Duodenal atresia is classified into three types: type I (duodenal diaphragm) is linked to the presence of a mucosal diaphragmatic membrane with an intact muscle wall; type II (complete duodenal atresia) characterized by a short fibrous cord connecting the two ends or pouches of the duodenum; and type III (also complete duodenal atresia) which corresponds to a complete separation of the two ends of the duodenum, sometimes together with annular pancreas. Clinical presentation is similar irrespective of the type of atresia with repeated vomiting after feeding during the first day first or second day of life. The vomit is often without bile stain, as most atresias are located above the papilla of Vater. Weight loss, dehydration, and hypochloremic metabolic alkalosis are the most common accompanying symptoms. In rare cases with a membranous atresia, there may by a small opening in the mucosal membrane and less severe obstructions may manifest several months, or even several years, after birth; intermittent vomiting without abdominal distention may be the only presentation.

Vascular anomalies, abnormalities in neural cell migration and failure of recanalization of the duodenal lumen may play a causative role, although the exact cause remains unknown.

The clinical diagnosis is confirmed by abdominal radiography that shows a characteristic 'double bubble'' appearance with air trapped in the first portion of the duodenum (bulb) and stomach. The membranous type with a small luminal opening is diagnosed by endoscopy.
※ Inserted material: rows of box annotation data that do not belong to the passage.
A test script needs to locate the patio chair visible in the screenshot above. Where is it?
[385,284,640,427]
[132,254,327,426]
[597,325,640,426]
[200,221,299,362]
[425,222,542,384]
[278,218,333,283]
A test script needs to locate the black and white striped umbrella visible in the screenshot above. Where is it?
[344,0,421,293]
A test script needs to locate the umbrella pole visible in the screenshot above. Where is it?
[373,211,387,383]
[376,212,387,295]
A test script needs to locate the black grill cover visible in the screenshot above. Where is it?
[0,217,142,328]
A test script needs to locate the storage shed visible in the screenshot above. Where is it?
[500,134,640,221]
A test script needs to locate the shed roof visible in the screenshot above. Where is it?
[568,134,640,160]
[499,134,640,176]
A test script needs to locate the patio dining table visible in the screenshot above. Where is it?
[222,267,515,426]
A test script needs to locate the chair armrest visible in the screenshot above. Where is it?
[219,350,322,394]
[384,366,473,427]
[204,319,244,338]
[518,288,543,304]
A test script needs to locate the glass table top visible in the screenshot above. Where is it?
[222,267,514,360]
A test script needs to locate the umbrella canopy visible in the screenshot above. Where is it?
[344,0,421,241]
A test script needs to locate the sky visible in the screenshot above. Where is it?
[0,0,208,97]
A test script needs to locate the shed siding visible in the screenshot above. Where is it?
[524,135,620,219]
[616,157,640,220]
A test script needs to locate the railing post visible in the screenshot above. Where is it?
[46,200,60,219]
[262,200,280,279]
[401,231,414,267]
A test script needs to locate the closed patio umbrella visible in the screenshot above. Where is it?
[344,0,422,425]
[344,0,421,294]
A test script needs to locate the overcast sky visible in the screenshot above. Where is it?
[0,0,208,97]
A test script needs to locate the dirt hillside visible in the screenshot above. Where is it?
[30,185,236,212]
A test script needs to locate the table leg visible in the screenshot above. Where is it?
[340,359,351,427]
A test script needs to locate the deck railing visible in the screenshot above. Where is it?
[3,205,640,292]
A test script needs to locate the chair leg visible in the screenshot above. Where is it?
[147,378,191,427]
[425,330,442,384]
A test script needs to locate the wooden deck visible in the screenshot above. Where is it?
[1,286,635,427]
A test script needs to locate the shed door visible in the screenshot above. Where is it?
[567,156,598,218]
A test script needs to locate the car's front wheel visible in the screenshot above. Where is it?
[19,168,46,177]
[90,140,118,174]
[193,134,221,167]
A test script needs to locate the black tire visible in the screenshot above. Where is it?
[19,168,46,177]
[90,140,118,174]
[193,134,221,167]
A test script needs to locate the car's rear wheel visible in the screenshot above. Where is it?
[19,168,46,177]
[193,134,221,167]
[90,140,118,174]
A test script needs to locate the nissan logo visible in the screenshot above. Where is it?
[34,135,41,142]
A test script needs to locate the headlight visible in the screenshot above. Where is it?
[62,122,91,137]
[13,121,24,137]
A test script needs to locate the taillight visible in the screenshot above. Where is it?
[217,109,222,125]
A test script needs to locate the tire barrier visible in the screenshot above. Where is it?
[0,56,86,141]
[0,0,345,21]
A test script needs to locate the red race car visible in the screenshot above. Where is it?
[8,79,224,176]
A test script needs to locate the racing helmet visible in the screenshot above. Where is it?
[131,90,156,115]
In 30-52% of infants it is an isolated anomaly, but it is often associated with other congenital abnormalities. Approximately 20 to 30% of infants with duodenal atresia are carriers of trisomy 21, and about 20 to 25% have cardiac anomalies. Other frequently described associated malformations include duodenal growth failure, annular pancreas, which are particular clinical forms of duodenal atresia, and anomalies of the biliopancreatic tract or choledochal cysts. Other differential diagnoses include late appearing pyloric stenosis in cases of incomplete mucosal diaphragm, and other forms of intestinal atresia, small intestinal volvulus due to malrotation, duodenal duplication and duodenal stenosis.

The malformation may be diagnosed at prenatal ultrasound from week 16-20 by the appearance of dilatated stomach and duodenal bulb associated with increased amounts of amniotic fluid.

Genetic counseling should be offered at prenatal diagnosis with special emphasis on the risk of trisomy 21. Whilst different mutations have been associated with duodenal atresia in a few instances, no specific genetic mapping in association with isolated duodenal atresia has been reported.

Management involves neonatal resuscitation and surgical correction in the neonatal period. Post-operative complications are rare, but late complications (megaduodenum, blind loop syndrome, duodenogastric reflux, esophagitis, pancreatitis, cholecystitis and cholelithiasis) occur in very rare cases.

The prognosis with early surgical intervention is excellent.